We do a daily, 20 minute session of RWI. Writing is still taught as part of the Literacy hour/lesson. Once children are in Y4 and have moved onto the spelling part of the RWI programme they stay in class and we deliver the spelling units (but with pairs of children starting at different units depending upon the spelling patterns they need to learn).
sorry, I never taught jolly phonics so can't compare
as long as they leave you the handbooks out you will be fine. I had a few hairy moments as a supply when they assumed I knew what Fred talk was or how EXACTLY to hold a sentence
RWI is very effective but I'm not a fan to be honest.
Well I shall see! What they've given me looks dull, but I guess 20 min will be pacey anyway. Every time I breathe something has changed at the moment! I was good at letterland and ort, just about mastered all the wretched actions for jolly phonics( except I still kept stroking dippy ducks back!) so I expect I'll get the hang of it.
It is far from dull - but I suppose it could be if you just stuck to the book. We do a lot of stuff the children enjoy, it is brisk and snappy. No long tasks. The children seem to enjoy the books.
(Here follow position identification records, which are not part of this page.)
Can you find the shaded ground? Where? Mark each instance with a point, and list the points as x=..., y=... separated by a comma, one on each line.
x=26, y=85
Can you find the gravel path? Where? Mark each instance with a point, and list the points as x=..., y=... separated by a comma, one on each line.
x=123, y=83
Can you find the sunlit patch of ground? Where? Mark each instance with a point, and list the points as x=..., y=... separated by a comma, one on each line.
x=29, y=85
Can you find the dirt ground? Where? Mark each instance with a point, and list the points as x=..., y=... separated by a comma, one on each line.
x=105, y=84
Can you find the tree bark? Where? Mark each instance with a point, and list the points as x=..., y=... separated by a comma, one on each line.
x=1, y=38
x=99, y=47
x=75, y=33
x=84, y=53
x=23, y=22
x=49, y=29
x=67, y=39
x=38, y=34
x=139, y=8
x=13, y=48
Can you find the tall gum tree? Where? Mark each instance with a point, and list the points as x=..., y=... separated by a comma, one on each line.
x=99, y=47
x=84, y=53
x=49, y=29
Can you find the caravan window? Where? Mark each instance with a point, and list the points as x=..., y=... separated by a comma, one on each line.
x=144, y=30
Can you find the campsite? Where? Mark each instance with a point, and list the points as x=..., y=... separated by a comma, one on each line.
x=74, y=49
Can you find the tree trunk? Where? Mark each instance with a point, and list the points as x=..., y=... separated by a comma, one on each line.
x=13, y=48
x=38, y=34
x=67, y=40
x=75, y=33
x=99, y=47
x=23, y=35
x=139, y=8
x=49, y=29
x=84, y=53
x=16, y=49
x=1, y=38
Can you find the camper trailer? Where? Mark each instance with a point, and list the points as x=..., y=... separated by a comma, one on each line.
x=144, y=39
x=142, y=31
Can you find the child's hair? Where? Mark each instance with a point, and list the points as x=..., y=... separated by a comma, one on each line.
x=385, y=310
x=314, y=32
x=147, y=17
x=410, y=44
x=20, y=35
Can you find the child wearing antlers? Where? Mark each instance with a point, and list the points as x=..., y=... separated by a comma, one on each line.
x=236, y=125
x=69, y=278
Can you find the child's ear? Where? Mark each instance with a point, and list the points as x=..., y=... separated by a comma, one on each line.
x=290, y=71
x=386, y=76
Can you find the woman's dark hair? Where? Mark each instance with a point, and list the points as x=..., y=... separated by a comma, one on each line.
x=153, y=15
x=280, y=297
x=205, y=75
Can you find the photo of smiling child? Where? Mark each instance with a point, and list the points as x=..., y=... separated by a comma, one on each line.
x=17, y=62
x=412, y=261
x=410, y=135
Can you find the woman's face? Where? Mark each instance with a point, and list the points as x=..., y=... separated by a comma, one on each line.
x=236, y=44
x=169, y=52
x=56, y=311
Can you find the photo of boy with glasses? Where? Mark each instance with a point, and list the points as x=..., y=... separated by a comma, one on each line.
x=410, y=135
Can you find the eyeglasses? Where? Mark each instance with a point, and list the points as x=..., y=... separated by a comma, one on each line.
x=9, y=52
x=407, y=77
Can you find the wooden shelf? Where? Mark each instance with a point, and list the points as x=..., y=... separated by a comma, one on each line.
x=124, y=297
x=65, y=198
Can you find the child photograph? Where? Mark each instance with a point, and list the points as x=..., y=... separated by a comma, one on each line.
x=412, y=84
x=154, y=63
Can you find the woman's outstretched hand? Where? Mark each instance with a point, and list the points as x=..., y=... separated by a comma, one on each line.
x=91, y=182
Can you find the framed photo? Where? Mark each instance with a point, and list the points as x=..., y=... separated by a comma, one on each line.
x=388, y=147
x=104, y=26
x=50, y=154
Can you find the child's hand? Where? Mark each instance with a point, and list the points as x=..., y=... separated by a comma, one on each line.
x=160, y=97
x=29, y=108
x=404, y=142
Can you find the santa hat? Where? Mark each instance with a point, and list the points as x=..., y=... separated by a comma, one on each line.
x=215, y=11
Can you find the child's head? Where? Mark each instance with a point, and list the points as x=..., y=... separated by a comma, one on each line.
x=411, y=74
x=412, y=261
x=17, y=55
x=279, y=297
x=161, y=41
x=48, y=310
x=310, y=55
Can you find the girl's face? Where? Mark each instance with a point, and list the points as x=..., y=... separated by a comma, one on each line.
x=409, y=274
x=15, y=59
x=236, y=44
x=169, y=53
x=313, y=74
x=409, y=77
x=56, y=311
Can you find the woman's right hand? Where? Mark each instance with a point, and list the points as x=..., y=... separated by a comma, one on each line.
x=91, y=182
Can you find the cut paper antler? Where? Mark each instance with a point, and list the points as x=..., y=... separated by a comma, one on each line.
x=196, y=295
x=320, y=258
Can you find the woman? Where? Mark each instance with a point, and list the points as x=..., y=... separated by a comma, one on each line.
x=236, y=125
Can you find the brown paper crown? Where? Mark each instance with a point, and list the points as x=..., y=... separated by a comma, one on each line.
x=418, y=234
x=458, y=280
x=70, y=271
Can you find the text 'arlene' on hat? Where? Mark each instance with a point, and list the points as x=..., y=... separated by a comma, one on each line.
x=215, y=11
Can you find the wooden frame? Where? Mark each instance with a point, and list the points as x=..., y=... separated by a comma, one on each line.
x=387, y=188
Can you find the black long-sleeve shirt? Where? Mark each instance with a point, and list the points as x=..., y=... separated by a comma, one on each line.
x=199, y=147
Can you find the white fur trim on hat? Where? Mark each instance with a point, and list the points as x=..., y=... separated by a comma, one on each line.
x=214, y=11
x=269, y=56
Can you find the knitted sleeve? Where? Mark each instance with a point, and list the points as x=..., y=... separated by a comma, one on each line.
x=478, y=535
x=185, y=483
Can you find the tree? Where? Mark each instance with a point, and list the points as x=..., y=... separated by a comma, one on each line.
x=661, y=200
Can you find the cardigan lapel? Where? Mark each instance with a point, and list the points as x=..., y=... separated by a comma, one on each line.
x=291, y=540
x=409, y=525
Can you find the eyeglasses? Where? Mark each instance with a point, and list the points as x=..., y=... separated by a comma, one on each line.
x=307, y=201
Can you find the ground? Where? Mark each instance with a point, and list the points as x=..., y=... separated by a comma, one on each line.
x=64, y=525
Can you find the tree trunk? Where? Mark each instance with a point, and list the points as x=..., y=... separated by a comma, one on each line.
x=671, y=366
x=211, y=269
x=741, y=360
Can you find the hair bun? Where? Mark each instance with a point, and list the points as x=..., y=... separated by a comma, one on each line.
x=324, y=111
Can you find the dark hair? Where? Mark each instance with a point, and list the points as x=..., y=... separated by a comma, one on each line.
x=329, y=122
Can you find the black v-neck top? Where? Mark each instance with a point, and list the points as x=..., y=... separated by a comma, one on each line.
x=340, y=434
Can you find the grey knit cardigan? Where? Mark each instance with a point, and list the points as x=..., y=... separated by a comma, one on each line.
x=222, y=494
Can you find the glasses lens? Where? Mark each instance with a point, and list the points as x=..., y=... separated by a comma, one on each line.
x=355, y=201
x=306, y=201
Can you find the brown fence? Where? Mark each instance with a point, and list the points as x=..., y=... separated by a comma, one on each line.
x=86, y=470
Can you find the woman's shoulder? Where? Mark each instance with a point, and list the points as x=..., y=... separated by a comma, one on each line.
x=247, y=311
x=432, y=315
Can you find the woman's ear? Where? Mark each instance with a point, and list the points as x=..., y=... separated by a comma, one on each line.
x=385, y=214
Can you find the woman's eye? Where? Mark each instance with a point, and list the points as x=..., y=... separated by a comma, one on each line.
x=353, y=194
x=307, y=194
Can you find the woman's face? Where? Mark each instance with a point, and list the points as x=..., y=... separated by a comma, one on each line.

It is the funniest part of the day here, especially when we bounce across the vowels.
We still use Jolly Phonics to introduce sounds in reception because we find it effective and our parents like it.
We worked with an independent consultant to put together our own "programme" for Y1 & 2 then move into Get Spelling in KS2.
I just wondered if you did THRASS (not even sure if I spelled it correctly?) as my son will attend the only school in monmouthshire that does not do RWI, and they use thrass instead.
The thing about RWI is that it compensates for schools who don't teach phonics systematically. Your school is bound to mrz, you are so well informed and articulate on the subject of education I have picked up a lot of tips just from reading your posts. You obviously have a systematic approach. But lots of schools seem to approach it so haphazardly that a scheme like RWI kind of negates that problem.
Yes RWI provides a solid structure for teaching phonics which many teachers find really useful.